Greece will overcome its huge debt crisis with its austerity plan, an IMF official said Sunday as a poll showed a majority of Greeks fear that unpopular pension reforms will be in vain.
Poul Thomsen, the head of the International Monetary Fund mission dealing with Greece, told To Vima daily that Athens is making progress on its "ambitious" program of cuts.
The cutbacks have caused labour turmoil and a series of protests across Greece, with a new general strike, the fifth since February, due to be held on Tuesday.
"Such an adjustment is not easy and often causes discontent," Thomsen said. "This is understandable as people see things getting worse before they improve."
But he added: "The effort has begun vigorously and I firmly believe that Greece will succeed."

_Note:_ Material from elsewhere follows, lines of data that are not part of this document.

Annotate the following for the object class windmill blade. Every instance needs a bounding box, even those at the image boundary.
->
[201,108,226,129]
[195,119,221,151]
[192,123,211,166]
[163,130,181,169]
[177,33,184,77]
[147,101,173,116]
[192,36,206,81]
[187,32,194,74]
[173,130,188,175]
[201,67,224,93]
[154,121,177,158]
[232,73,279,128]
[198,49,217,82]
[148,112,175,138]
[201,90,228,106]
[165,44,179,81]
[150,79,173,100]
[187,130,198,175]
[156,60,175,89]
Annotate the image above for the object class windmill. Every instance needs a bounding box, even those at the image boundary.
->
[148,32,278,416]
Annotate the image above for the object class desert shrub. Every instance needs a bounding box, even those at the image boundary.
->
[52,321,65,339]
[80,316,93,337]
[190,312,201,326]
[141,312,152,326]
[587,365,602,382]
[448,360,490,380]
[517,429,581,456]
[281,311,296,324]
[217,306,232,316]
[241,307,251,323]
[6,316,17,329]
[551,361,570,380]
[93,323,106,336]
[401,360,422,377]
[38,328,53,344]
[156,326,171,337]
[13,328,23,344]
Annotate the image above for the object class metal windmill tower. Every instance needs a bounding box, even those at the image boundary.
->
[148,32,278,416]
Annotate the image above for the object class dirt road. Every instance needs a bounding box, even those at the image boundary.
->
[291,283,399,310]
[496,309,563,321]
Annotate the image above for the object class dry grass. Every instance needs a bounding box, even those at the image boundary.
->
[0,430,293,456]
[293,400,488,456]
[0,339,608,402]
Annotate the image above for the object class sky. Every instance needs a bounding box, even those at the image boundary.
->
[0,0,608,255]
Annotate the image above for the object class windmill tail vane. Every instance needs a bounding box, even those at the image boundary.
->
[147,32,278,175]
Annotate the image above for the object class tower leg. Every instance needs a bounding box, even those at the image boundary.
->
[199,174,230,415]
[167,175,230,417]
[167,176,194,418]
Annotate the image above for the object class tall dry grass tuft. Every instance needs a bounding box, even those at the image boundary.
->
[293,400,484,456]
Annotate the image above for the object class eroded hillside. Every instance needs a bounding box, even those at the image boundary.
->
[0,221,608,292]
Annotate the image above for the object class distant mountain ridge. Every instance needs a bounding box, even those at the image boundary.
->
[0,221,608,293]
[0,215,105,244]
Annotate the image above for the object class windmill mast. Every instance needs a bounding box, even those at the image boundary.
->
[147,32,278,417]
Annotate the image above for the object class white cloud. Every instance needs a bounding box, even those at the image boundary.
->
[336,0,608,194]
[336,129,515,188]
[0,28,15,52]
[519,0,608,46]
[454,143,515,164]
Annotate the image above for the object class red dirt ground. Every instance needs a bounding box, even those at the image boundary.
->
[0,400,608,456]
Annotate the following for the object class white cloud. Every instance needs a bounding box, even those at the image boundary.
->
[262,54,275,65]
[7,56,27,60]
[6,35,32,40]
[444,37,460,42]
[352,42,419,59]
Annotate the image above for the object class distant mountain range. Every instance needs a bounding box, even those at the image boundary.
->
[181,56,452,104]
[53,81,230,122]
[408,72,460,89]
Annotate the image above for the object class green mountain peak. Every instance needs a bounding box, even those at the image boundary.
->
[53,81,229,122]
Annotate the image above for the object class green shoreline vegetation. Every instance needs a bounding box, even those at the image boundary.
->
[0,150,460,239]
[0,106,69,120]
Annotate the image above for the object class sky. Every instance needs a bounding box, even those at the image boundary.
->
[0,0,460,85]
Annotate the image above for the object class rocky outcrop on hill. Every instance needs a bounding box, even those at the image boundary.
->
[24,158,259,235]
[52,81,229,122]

Thomsen also applauded the Greek government's decision not to restructure its debt as this "which would entail a huge cost."
After decades of unrestrained state spending, Greece faced bankruptcy this year with a national debt of nearly â‚¬300 billion (US$371 billion).
It was rescued by a bailout loan from the European Union and the IMF for which it had to pledge a spate of deep spending cuts.
Among the measures is an overhaul of the pensions system which has eaten up vast amounts of state funds.
The government this week finalized reforms which progressively raise by 2015 the age of retirement for both men and women to 65 years for a full pension, equating the sexes for the first time.
It also increases the mandatory workforce period from 37 years to 40 years.
The new system will see an average reduction in pensions of seven percent and bonus retirement dues which pensioners used to receive for Christmas, Easter and summer vacations will be slashed.
Parliament is expected to begin debate on the reforms next week.
A poll in Proto Thema daily on Sunday showed that 64.8 percent of Greeks believe their sacrifices will not save the crumbling pensions system, which currently consumes 12 percent of national output.
The Alco poll also found that 51.1 percent of 800 respondents believe Prime Minister George Papandreou is "too submissive" towards Brussels.